L’homme, réputé intelligent et cultivé, ne raffole guère de l’exercice médiatique. Ses interviews sont (très) rares et ses interventions se limitent essentiellement aux points presse de la sélection algérienne. « Au premier abord, il peut sembler distant, confirme l’ancien international marocain Abdeslam Ouaddou. Il n’accorde pas sa confiance facilement et se donne du temps pour savoir à qui il a affaire ».
Abdeslam Ouaddou connaît parfaitement Belmadi pour avoir été son coéquipier à Valenciennes (2009-2010), où le coach des Fennecs a achevé une carrière de joueur bien remplie. Il ensuite été sous ses ordres à Lekhwiya, au Qatar, le pays qui a permis au Franco-Algérien de faire ses débuts d’entraîneur. « Quand je l’ai connu à Valenciennes ce n’était pas le plus bavard dans le vestiaire », se souvient le volubile marocain. Et de poursuivre : « Mais quand il intervenait, c’était clair, précis. En tant qu’entraîneur, il a su conserver cette rigueur. Belmadi est très exigeant quand il s’agit de travailler, mais il sait aussi cultiver une réelle proximité avec les joueurs. »
Entraîneur à succès au Qatar
Durant sa carrière, Djamel Belmadi, formé au Paris-SG, a beaucoup voyagé. En France (PSG, Martigues, cannes, Marseille, Valenciennes), en Espagne (Celta Vigo), au Qatar (Al-Gharafa, Al-Kharitiyath) et en Angleterre (Southampton).
L’entraîneur qu’il est devenu, dès 2010, s’est révélé plus casanier. « Il a contribué à bâtir le club de Lekhwiya, le club de l’émir du Qatar », souligne Ouaddou. Belmadi y est resté deux ans, avant de prendre en mains la sélection nationale, B d’abord (2013-2014), A ensuite (2015) et de revenir sur le banc de Lekhwiya, rebaptisé Al-Duhail, de juillet 2015 jusqu’à sa signature avec la fédération algérienne.
En un peu plus de sept ans, il s’est aussi construit un palmarès fourni, tant en club (neuf titres, dont quatre de champion), qu’avec la sélection (une Coupe du Golfe et un Championnat d’Asie de l’Ouest).

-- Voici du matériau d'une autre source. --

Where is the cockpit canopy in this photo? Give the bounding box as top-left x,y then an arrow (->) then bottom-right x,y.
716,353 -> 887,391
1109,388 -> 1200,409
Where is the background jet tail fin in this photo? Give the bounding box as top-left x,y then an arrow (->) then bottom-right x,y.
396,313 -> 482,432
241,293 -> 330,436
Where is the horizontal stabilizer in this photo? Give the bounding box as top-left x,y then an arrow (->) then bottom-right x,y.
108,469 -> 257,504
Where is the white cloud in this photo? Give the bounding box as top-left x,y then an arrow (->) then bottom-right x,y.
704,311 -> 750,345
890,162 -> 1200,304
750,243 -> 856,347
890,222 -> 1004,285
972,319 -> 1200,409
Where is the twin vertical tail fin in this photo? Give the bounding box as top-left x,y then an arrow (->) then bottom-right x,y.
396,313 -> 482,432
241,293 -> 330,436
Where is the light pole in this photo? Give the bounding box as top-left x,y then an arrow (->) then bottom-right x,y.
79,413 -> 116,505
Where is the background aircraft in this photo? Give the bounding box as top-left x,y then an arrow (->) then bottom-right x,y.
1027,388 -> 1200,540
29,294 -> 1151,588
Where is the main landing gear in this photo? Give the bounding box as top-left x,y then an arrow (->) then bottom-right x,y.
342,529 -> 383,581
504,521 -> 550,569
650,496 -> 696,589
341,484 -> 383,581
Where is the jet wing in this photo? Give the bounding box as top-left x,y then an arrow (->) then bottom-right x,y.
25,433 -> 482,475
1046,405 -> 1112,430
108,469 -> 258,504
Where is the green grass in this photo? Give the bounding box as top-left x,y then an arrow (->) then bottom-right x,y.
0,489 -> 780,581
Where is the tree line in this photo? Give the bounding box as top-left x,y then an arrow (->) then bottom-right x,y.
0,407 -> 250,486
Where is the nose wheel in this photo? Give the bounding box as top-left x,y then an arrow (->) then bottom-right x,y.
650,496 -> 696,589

Karim Boudiaf connaît parfaitement Belmadi. Ce milieu de terrain de 28 ans, né en France d’un père algérien et d’une mère marocaine, et formé à Nancy, s’est exilé au Qatar en 2010, à Lekhwiya, et y est devenu international qatarien. « Je sais comment il travaille, et je pense qu’il peut faire de très bonnes choses avec l’Algérie », estime Karim Boudiaf.
Belmadi sait ce qu’il veut et mieux vaut respecter ses consignes
Le champion d’Asie 2019 a appris, que ce soit en club ou en sélection, à mieux cerner la méthode de travail du technicien. « D’abord, c’est quelqu’un qui connaît très bien le foot, un vrai passionné, juge Karim Boudiaf. Il est très exigeant sur la discipline, sur l’implication des joueurs. »
Il prévient : « Belmadi sait ce qu’il veut et mieux vaut respecter ses consignes, il prône un jeu offensif qui devrait plaire aux supporteurs algériens, reste à voir comment il va gérer ce changement d’environnement, car la pression n’est pas la même au Qatar et en Algérie. »
Sur ce point, Abdeslam Ouaddou se montre plutôt optimiste. « À Lekhwiya, il avait une pression constante, de la part de l’entourage de l’émir. Il avait des moyens financiers élevés, mais une exigence de résultats. Et il les a obtenus, au Qatar et en Asie. »
Sandjak : « Qu’on le laisse travailler »
Belmadi, arrivé au chevet de Fennecs soumis à l’incessante et contre-productive instabilité technique, n’échappera à l’impatience de la presse et de l’opinion publique. Il a accepté de diviser son salaire presque par trois (il gagnait 150 000 euros par mois au Qatar) avant d’accepter cette délicate mission.
« C’est un choix intéressant de lui avoir confié la sélection. Il a les compétences et le caractères pour réussir », veut croire l’ancien sélectionneur Nasser Sandjak, quart de finaliste de la CAN 2000 et passé par plusieurs clubs algériens (JS Kabylie, MO Bejaïa).
« Seulement, il faut qu’on lui foute un peu la paix et qu’on le laisse travailler, mettre ses idées en place », prévient Sandjak. Ce dernier craint qu’une CAN jugée manquée remette en question l’avenir du sélectionneur. « L’Algérie a une bonne équipe, mais ce n’est pas un favori pour la CAN : il se passe quoi si ça s’arrête en huitièmes de finale, ou en quarts ? On nous renvoie aux années quatre-vingt ou à la Coupe du Monde 2014, et on vire Belmadi ? Ils en sont capables », ironise Sandjak. Reste à savoir si l’histoire lui donnera raison.